I also have to agree with the very last post currently in that thread: there’s a very frustrating lack of logging surrounding the auth/rsession stuff. My compute node has a literally empty /var/log/messages and none of my debug hooks get written to ~ or TMPDIR or anywhere. :frowning: Here’s a grab bag of places they might have gone as I’ve changed directory targets for this-or-that, and there’s no trace of what’s going on, so far.

$ find /var/log/rstudio-server /tmp/rstudio-* /tmp/jtb49 ~/rstudio-*

Thanks again for everyone who’s chipped in!

@jasonbuechler we ran into the same problem, with not being able to find the logs. When we run the OnDemand application (outside singularity) the TMPDIR is actually being spun up on the compute node, at the location of /var/tmp/$jobnum_tmp_dir/* so you should see some logs there. However, the most helpful logs we see is after the jobs finish and we get the “output.log” transferred back. This tells us if anything was wrong with the rserver/rsession launch.

Finally, in the line “–server-data-dir” i do believe there was a typo in there, if you are using vim you should be able to see the ‘/’ in the line --server-data-dir "${TMPDIR}" \ is the same color as the others in that section (i think yellow is the default but it was hard for me to catch) if you mess with the spacing you should get it no problem. But for the sake of being helpful:

rserver \
 --www-port "${port}" \
 --auth-none 0 \
 --auth-pam-helper-path "${RSTUDIO_AUTH}" \
 --auth-encrypt-password 0 \
 --rsession-path "${RSESSION_WRAPPER_FILE}" \
 --server-data-dir "${TMPDIR}" \
 --secure-cookie-key-file "${TMPDIR}/rstudio-server/secure-cookie-key"

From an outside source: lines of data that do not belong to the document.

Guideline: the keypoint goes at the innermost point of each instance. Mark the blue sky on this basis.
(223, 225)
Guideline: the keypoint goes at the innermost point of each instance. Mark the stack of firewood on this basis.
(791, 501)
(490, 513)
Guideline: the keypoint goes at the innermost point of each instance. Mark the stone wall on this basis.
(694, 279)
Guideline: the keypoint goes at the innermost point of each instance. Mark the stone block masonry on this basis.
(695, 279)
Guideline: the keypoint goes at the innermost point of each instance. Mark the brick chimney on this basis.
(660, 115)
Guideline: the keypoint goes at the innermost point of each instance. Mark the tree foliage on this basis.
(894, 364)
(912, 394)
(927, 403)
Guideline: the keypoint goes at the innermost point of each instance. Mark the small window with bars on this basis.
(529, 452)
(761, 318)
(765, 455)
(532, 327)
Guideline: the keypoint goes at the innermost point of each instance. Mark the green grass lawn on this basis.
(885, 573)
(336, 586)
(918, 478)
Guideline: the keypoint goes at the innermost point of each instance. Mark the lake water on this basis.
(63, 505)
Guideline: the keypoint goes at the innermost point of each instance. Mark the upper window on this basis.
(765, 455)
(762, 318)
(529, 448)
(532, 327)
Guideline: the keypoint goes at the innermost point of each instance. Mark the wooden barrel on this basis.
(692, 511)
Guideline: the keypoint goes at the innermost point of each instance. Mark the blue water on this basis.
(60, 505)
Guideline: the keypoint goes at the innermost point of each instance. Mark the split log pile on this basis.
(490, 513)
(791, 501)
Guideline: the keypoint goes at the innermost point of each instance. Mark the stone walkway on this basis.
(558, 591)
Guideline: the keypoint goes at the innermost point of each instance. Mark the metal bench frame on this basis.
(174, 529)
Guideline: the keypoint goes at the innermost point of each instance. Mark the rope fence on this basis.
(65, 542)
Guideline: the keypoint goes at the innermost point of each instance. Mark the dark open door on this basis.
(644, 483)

The above should work swimmingly and this was the biggest issue for getting the “Auth” to work. Once you have that you should be all set, but again its hard to determine without any debug logs. Let us know if that worked!

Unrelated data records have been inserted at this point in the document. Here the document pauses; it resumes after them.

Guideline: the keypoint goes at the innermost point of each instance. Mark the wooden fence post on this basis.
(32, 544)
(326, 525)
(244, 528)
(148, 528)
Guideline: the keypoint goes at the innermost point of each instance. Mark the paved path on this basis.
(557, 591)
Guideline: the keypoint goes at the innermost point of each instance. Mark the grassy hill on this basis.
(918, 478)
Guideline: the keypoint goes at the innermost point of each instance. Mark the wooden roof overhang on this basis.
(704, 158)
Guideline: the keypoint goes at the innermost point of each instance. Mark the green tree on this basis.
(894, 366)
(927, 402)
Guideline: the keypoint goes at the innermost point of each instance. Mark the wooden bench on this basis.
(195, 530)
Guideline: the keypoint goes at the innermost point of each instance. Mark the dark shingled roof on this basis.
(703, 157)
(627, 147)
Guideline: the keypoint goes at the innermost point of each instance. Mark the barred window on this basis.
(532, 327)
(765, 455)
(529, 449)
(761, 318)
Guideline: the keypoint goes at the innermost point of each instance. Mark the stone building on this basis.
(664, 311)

Note: we also tried this with the preview of ‘rstudio 1.4.1056’ and they have a whole new “database scheme” which is causing a lot of headaches so hopefully some feedback with them can get a conversation started about how to better handle things like this in the future.

1 Like

I just wanted to check back in here and formally mark this as ‘solved’. (yay!)

Environment: CentOS Linux release 8.2.2004 (Core), rstudio-server-1.3.1093-1.x86_64, and dependencies from ondemand-release-compute-1.8-1.noarch.

More or less cloning @charles8ronson’s rserver command (rserver --server-data-dir ...) and updating the bin/auth script (changing “not equal” to “less than”) got me up and running with a new centos8 instance.

My “gotcha” that had me chasing my tail unnecessarily was due to two annoying things:

  • needing to appropriately scope CAS
  • needing to match the host_regex to el8’s hostname results

The host_regex is clearly stated in the Reverse Proxy requirements but I was skipping steps in cloning elements of our el6 instance, and missed the fact that was a bit different for our el8 nodes.

The CASScope thing is another story. It’s not really canonically documented (that I’m aware of) in the OOD/apps documentation or even here on OSC’s Discourse… and CAS/mod_auth_cas is something I have virtually no experience with outside of OnDemand. But because the “failed auth” screen is also what you’ll see if you fail to “fix” bin/auth for newer RStudio releases, I was chasing a red-herring for a while.